UoN Student Leaders Arrested During School Fees Demonstrations

  • UoN students during demos on Wednesday, July 14 2021
    UoN students during demos on Wednesday, July 14 2021
    Twitter
  • Police arrested three University of Nairobi (UoN) student leaders for taking part in protests on Wednesday, July 14, 2021.

    The trio was taken to Central Police station where they were locked up. The arrests were made after the student leaders gave a 48-hour ultimatum to the institution over the fee increment saga.

    KMPDU leaders led by their Secretary-General joined UoN Medical Students in the demonstrations which they termed peaceful protests against the proposed fee increment.
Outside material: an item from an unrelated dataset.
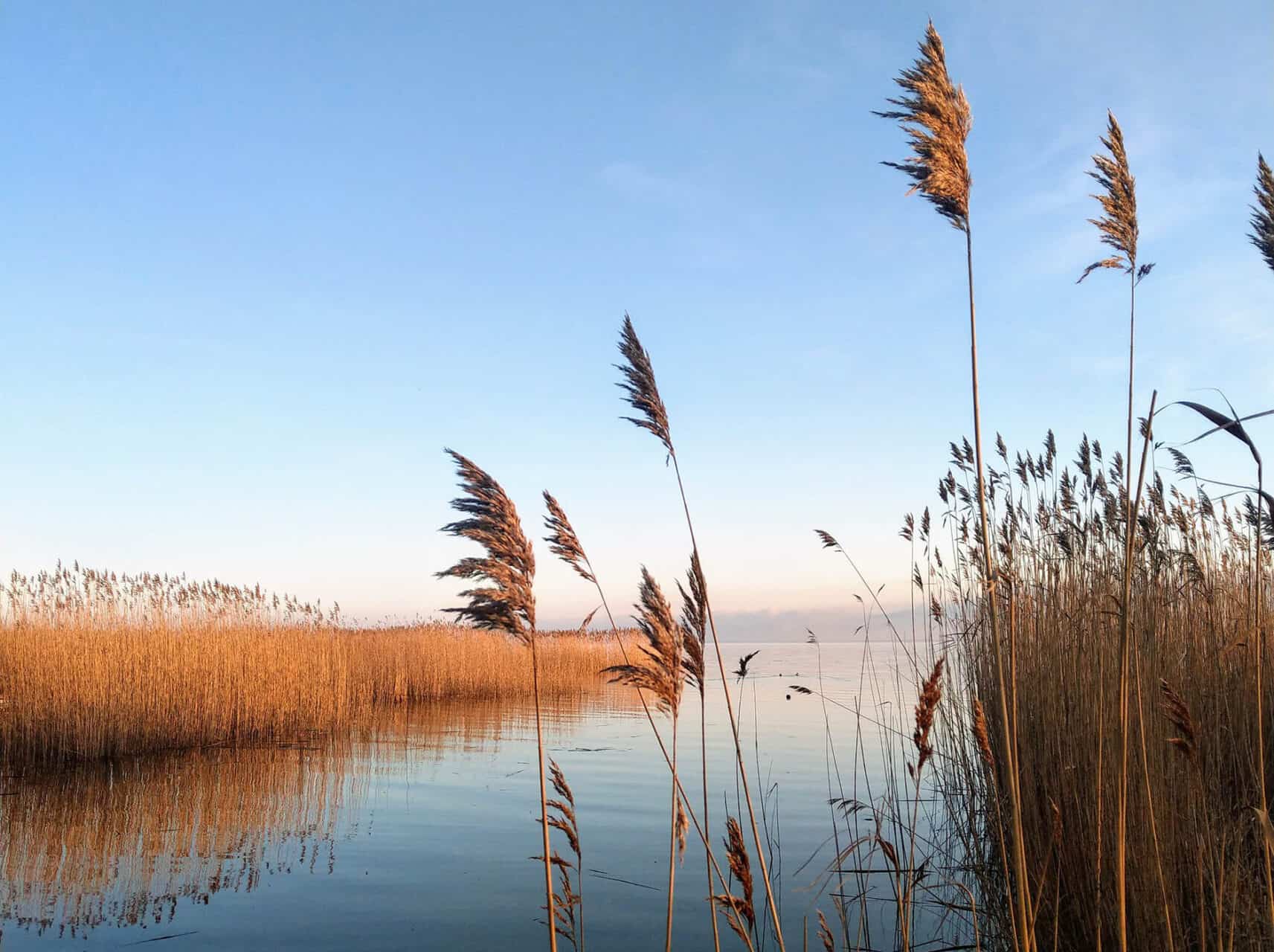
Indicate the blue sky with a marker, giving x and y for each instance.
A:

    UoN students during demos on Wednesday, July 14 2021
    UoN students during demos on Wednesday, July 14 2021
    Twitter

    Degree courses like commerce, economics and law under the parallel plan have been increased by up to 70 per cent to about Ksh1 million for the four years.

    Other affected courses include Communications and MBA for which students will have to pay more than Ksh600,000 for a two-year program. Initially, they used to pay Ksh275,000, indicating an increase of 118 per cent.

    The new fees will apply to new students enrolling to join the University starting from August 2021.

    To pursue medicine at UoN, a student is now expected to have amassed Ksh 3.8 million for the five-year course.

    For law students, they have now to pay Ksh 1,020,000 from Ksh 715,500. Engineering will charge an average of Ks2.1 million from about the initial figure of Ksh1 million.

    The move has majorly been informed by the drop in enrolment which has also affected the workforce in the institution.

    Kenya National Bureau of Statistics (KNBS) revealed in their report that enrolment at the institution dropped from 98,715 in 2016 to 62,963 in 2020. That is an accumulative drop of 36.2 per cent.

    UoN on Tuesday, July 13 2021, revealed it owes Kenya Revenue Authority (KRA) Ksh7.2 billion, coming amid a deepening cash crisis at the institution.

    Professor Stephen Kiama stated that the high pending bill forms part of the reasons the university is carrying out financial, curriculum, and structural reforms to mitigate the crisis.